History Workshop Publications Archive
About this Archive
Administrative/Biographical History
History Workshop was a popular movement for the democratisation of History which flourished in Britain from the late 1960s to the mid-1980s (with sporadic activity continuing into the 1990s).
It emerged from Ruskin College Oxford where Raphael Samuel, the movement’s initiator and presiding spirit, taught history for many decades. In the course of the 1970s History Workshop spread across Britain, spawning dozens of regional and local initiatives, publishing many books, pamphlets and journals (including the still-extant History Workshop Journal), and acquiring influence throughout intellectual and educational circles.
During these years the movement also went international, spawning sister workshops in Germany, France, Italy, South Africa and America. Its high point was reached in the late 1970s, and thereafter it went into a slow decline, although many of the developments it helped to foster (such as oral history and women’s history) continue to flourish today.
The early workshops were Ruskin-based, participant-led events that drew on what Raphael Samuel described as a "fluid coalition of worker-students from Ruskin and other socialist historians". The first one, "A Day with the Chartists", held in 1967, was a modest affair with about 50 in attendance. But five years later a workshop on "Workers’ Control" attracted over 700 and by the mid 1970s the workshops had become major festivals of history, attracting up to a thousand participants.
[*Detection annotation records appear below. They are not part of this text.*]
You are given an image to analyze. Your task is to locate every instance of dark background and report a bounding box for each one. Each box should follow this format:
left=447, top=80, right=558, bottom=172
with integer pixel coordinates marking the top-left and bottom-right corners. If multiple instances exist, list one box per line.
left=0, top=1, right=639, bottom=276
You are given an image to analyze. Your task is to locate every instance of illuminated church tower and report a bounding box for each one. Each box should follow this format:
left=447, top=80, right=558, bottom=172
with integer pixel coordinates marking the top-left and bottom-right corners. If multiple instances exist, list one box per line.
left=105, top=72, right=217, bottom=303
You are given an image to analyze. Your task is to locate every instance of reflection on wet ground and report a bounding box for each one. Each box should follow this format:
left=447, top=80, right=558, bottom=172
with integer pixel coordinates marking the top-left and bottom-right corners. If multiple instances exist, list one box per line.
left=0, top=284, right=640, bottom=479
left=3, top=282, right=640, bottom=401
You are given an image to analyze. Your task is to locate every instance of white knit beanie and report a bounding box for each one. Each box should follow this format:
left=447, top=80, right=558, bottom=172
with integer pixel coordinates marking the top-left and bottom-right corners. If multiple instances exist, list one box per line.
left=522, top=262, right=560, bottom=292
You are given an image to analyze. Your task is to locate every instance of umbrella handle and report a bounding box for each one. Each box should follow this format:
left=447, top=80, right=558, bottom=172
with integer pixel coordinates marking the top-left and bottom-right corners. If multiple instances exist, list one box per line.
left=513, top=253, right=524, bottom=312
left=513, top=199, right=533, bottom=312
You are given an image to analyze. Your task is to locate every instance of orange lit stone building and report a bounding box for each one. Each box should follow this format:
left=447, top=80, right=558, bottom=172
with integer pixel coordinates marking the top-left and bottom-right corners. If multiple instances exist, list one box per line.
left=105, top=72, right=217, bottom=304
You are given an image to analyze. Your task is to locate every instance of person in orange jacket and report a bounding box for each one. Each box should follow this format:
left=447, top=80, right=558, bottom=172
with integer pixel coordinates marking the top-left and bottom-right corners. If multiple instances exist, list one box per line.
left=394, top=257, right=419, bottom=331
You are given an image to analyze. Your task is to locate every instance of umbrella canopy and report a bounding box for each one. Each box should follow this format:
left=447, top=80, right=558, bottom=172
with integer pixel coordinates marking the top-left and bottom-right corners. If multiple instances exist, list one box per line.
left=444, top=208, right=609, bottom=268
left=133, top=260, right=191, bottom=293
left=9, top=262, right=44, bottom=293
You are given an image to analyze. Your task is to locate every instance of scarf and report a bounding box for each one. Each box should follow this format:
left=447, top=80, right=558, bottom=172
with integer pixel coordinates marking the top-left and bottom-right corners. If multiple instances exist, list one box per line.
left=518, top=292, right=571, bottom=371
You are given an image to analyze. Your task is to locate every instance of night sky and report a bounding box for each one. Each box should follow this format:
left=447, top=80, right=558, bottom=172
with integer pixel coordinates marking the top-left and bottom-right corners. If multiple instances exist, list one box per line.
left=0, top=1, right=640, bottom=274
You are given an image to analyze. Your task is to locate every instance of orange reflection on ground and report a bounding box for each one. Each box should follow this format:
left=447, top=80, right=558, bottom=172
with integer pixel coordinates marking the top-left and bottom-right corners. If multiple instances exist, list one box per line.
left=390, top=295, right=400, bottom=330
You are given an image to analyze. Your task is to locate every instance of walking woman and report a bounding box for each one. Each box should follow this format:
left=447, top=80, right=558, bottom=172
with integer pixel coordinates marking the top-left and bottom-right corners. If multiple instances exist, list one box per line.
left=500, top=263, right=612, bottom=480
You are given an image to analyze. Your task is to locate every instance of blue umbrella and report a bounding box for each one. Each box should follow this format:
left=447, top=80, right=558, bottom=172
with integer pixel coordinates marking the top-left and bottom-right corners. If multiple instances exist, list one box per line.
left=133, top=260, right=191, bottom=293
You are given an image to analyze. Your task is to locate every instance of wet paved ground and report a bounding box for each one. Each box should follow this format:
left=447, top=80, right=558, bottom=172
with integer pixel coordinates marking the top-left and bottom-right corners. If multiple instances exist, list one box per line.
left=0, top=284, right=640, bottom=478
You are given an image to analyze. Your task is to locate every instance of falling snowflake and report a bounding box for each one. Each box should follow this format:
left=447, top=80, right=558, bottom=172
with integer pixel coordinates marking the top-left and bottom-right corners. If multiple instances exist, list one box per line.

While the themes explored varied widely, the events were primarily a showcase for history seen from a non-elite perspective, "people’s history" as it was labelled. In the early years this meant primarily working-class history but over time, after some controversy, it expanded to include the new women’s history, for which the History Workshops were the primary seedbed.
Scope and Content
Papers regarding publications of the History Workshop Movement, including: Correspondence, typescripts, drafts, reviews, promotional material, financial papers, and research materials regarding the thirteen pamphlets published by History Workshop between 1970 and 1973, along with transcripts, drafts, correspondence and other material regarding suggested but unpublished titles, 1967-1994; Papers regarding the writing, research, editing and publication of all the books in the History Workshop Series, published by Routledge and Kegan Paul, including: correspondence between Routledge and Kegan Paul and the History Workshop Collective; correspondence, research materials, manuscripts and other materials regarding books in the History Workshop Series, most notably "Village Life and Labour", "Miners, Quarrymen and Saltworkers", "People's History and Socialist Theory", "East End Underworld", "Theatres of the Left", "The Enemy Within", "Patriotism" and "History Workshop: a Collectanea", 1968-1993; Typescripts, manuscripts, cuttings, notes and other material regarding unpublished volumes in the History Workshop Series, 1968-1996.